A closer look on the genome sequence of C. flavigena revealed a set of genes which are probably responsible for the yellowish color of C. flavigena cells by encoding enzymes that are involved in the synthesis of carotenoids. Carotenoids are produced by the action of geranylgeranyl pyrophosphate synthase (Cfla_2893), squalene/phytoene synthase (Cfla_2892), phytoene desaturase (Cfla_2891), lycopene cyclase (Cfla_2890, Cfla_2889) and lycopene elongase (Cfla_2888). Cfla_2893 is declared as a pseudo gene, but when ignoring the frame shift the deduced amino acid sequence shows significant similarity to geranylgeranyl pyrophosphate synthases. Geranylgeranyl pyrophosphate synthases start the biosynthesis of carotenoids by combining farnesyl pyrophosphate with C5 isoprenoid units to C20-molecules, geranylgeranyl pyrophosphate. The phytoene synthase catalyzes the condensation of two geranylgeranyl pyrophosphate molecules followed by the removal of diphosphate and a proton shift leading to the formation of phytoene. Sequential desaturation steps are conducted by the phytoene desaturase followed by cyclisation of the ends of the molecules catalyzed by the lycopene cyclase [45]. It is remarkable that the genes belonging to the putative carotenoid biosynthesis clusters of Beutenbergia cavernae (Bcav_3492-Bcav_3488) [46], Leifsonia xyli subsp. xyli (crtE, crtB, crtI, crtYe, lctB, crtEb) and Sanguibacter keddieii (Sked_12750-Sked_12800) [47] have a similar size and show the same organization as in the genome of C. flavigena.
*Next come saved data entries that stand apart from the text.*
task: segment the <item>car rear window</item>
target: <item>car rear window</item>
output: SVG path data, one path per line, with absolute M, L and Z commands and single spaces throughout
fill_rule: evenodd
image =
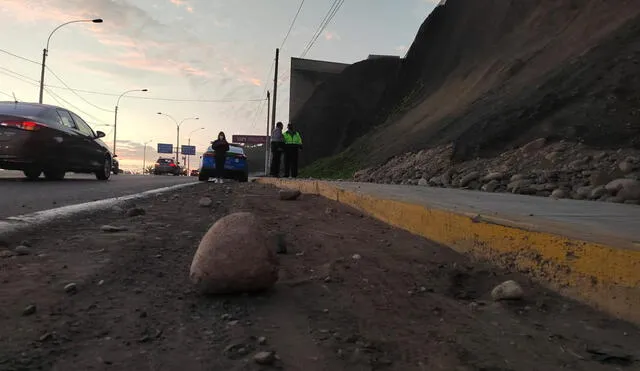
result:
M 172 162 L 173 162 L 173 160 L 172 160 L 172 159 L 168 159 L 168 158 L 161 158 L 161 159 L 158 159 L 158 163 L 159 163 L 159 164 L 170 164 L 170 163 L 172 163 Z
In the eighth edition of Bergey’s manual the members of the genus Cellulomonas are described as motile by one or a few flagella or non-motile, even within the genus both characteristics occur [32]. Regarding the motility of C. flavigena there are different observations described. Thayer et al. (1984) report the existence of polar multitrichous flagella [31], whereas Stackebrandt et al. (1979) and Schaal (1986) reported C. flavigena as non-motile [3,48]. In contrast to Thayer’s observation we found no genes coding proteins belonging to the category ‘flagellum structure and biogenesis’ in the genome sequence. Kenyon et al. (2005) report for the genus Cellulomonas a coherency between the production of curdlan, a β-1,3-glucan, and non-motility. They observed that the production of curdlan EPS by the non-motile C. flavigena leads to a closer adherence to cellulose and hemicellulose. In contrast, cells of the motile Cellulomonas strain C. gelida produce no curdlan EPS and are not directly attached to the cellulose fibers [28]. The production of curdlan by C. flavigena is consistent with the observation of 17 glycosyl transferases (GT) belonging to family 2, as β-1,3-glucan synthases are often found in this GT family.
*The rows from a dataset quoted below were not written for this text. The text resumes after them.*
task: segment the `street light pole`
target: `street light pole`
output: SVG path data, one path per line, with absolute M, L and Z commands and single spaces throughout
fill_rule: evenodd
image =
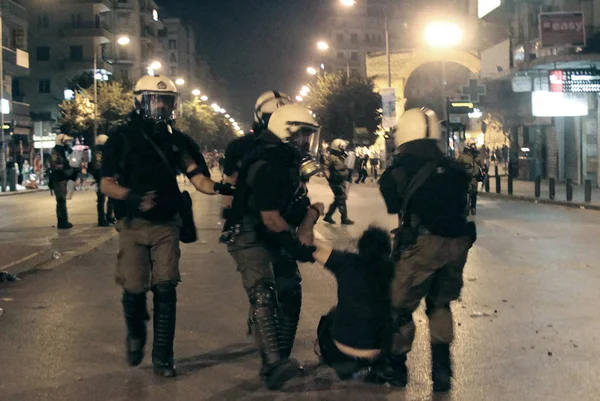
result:
M 2 33 L 2 8 L 0 8 L 0 34 Z M 2 40 L 0 37 L 0 99 L 4 98 L 4 58 L 3 58 L 3 48 L 2 48 Z M 1 103 L 1 100 L 0 100 Z M 0 104 L 0 109 L 1 109 Z M 0 126 L 1 134 L 0 134 L 0 144 L 2 145 L 2 154 L 0 155 L 0 172 L 2 173 L 2 177 L 0 177 L 0 181 L 2 184 L 2 192 L 6 191 L 6 144 L 4 143 L 4 113 L 0 110 Z
M 385 54 L 387 56 L 387 69 L 388 69 L 388 88 L 392 87 L 392 60 L 390 55 L 390 30 L 388 23 L 387 10 L 383 9 L 383 15 L 385 17 Z
M 98 45 L 94 43 L 94 143 L 98 137 Z

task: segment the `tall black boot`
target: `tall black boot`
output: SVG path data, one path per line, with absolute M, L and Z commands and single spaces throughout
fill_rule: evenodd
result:
M 278 337 L 277 294 L 271 283 L 262 283 L 249 291 L 254 307 L 253 334 L 262 358 L 261 376 L 270 390 L 280 388 L 298 374 L 298 367 L 282 356 Z
M 61 199 L 56 200 L 56 217 L 58 224 L 56 227 L 60 230 L 68 230 L 73 227 L 73 224 L 69 223 L 69 214 L 67 212 L 67 200 Z
M 342 215 L 342 224 L 344 225 L 352 225 L 354 222 L 348 218 L 348 207 L 346 206 L 346 202 L 340 205 L 340 214 Z
M 146 293 L 132 294 L 123 291 L 123 313 L 127 326 L 127 362 L 130 366 L 137 366 L 144 359 L 144 346 L 146 345 L 146 322 L 150 319 L 146 309 Z
M 380 384 L 389 383 L 394 387 L 406 387 L 408 383 L 406 354 L 384 356 L 365 380 Z
M 433 380 L 433 391 L 450 391 L 452 387 L 450 344 L 431 344 L 431 380 Z
M 302 285 L 298 283 L 279 297 L 279 347 L 281 356 L 289 358 L 294 347 L 300 309 L 302 308 Z
M 106 202 L 106 222 L 108 224 L 115 224 L 114 202 L 110 198 Z
M 336 209 L 337 209 L 337 202 L 333 202 L 331 205 L 329 205 L 329 209 L 327 210 L 327 213 L 325 214 L 323 221 L 325 221 L 329 224 L 335 224 L 335 220 L 333 219 L 333 214 L 335 213 Z
M 173 366 L 173 341 L 177 291 L 171 283 L 157 284 L 154 293 L 154 344 L 152 346 L 152 370 L 157 376 L 175 376 Z
M 477 214 L 477 191 L 471 192 L 471 214 L 475 216 Z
The characteristic attribute of C. flavigena and the other members of the genus Cellulomonas is the ability to degrade cellulose, xylan and starch. The most molecular work has been done on cellulase and xylanase genes from C. fimi, but also cellulases, xylanases and chitinases of C. flavigena were identified and characterized [4952]. The genome sequence and the subsequent annotation revealed that 9.6% of encoded proteins are classified into the COG category ‘carbohydrate transport and metabolism’. Among them several genes coding for xylan degrading enzymes; 14 genes coding for putative endo-1,4-β-xylanases belonging to glycoside hydrolase family 10 and five genes encoding β-xylosidases. For the hydrolysis of cellulose the concerted action of endo-1,4-β-glucanases, 1,4-β-cellobiohydrolases and β-glucosidases is necessary. Endo-1,4-β-glucanases randomly cleave within the cellulose molecule and increase the number of non-reducing ends which are attacked by 1,4-β-cellobiohydrolases. The released cellobiose is cleaved by β-glucosidases. In the genome of C. flavigena two genes coding endo-1,4-β-glucanases (Cfla_0016, Cfla_1897), three genes encoding 1,4-β-cellobiohydrolases (Cfla_1896, Cfla_2912, Cfla_2913) and three genes coding β-glucosidases (Cfla_1129, Cfla_3027, Cfla_2913) were identified.